Still OSGi

Author: Ayşenur DURGUT, Senior SW Engineer, Defence Applications Software Group

OSGi (OSGi Alliance, formerly the Open Service Gateway Initiative) technology is widely used with Java for over 17 years. Since the framework has been supported by key companies for a long time, its development and stability has grown day by day. Different implementations are available that are developed by important corporations. Widely preferred implementations are Apache Felix, Eclipse Equinox, Knopflerfish and ProSyst. Knopflerfish and ProSyst are built upon Apache Felix. ProSyst is a commercial OSGi container for embedded platforms. OSGi framework also enables remote service connections.

Biggest advantage is providing dynamism: Components can be replaced at runtime without system shut down. Other benefits worth mentioning are increasing reusability and easy versioning.

OSGi architecture is composed of several layers; bundles, services, life cycle, modules, security and execution environment [1]. These layers are briefly explained as follows:


Bundle is one of the key terms for OSGi framework. Bundle is a JAR file with an important difference from the  standard JAR files. Bundle hides all information except information that is explicitly exported for the use of other services.

A bundle registers itself as a service through a defined interface to OSGi environment. A bundle can also be registered with multiple interfaces as several services. After the registration phase, services are available to other services’ access. Services within OSGi environment can track registered services at the environment with service tracker mechanism. Following figure displays service tracking in a nutshell. One of the challenges from developer’s point of view is, all dependencies should be managed, as relied services may not be present for all the execution time. Services should be accessed when they are registered at the environment.

Another pitfall is, service dependencies could cause circular dependencies. One solution for preventing a circular dependency could be constructing a third service for common use.

Life cycle layer manages the installation, start, stop and uninstallation processes of bundles. Bundle manifest defines the bundle activator class.
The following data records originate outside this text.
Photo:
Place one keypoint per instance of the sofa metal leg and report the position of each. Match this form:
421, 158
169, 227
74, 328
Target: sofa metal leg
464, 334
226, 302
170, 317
This class contains start and stop methods which are executed at bundle start and stop. Activator class implementation is responsible for internal initialization and cleanup operations. In case of exception, at start method is captured by the life cycle layer and interpreted as bundle is resolved (not started).

Modules contain JAR files forming bundles and extra metadata such as images, xml files etc. Manifest defines which part of the bundle is accessible from the OSGi environment. Next layer is security and it is based on Java 2 security architecture. Execution environment layer defines which bundle will run at a specific environment (Java SE, Java EE, Java versions etc.).

After this brief information about OSGi layer architecture, it should be stated that an important point for OSGi use is orchestration of the bundles as projects get complicated. OSGi provides Start Level API which is responsible from starting bundles according to specified start levels. If start level is not set explicitly, default start level is used. Execution order for bundles which have the same start level is uncertain. In addition, start level does not guarantee services’ presence order. For orchestration of the services, developers should not count on start level adjustment. Service tracker is a safe decision, but it is a challenging path to be followed.

Many developers and architects complain that the management of huge number of services gets harder by time. Those who worry about the complexity of OSGi are waiting for Jigsaw with Java 9 release. Jigsaw is claimed to be much simpler to handle, but with a disadvantage: It will be supported only by Java 9. The risk of migrating existing projects to Jigsaw may not be taken. Since OSGi is widely used and support is still available, it is expected that OSGi will be stronger with Java 9 adaptation.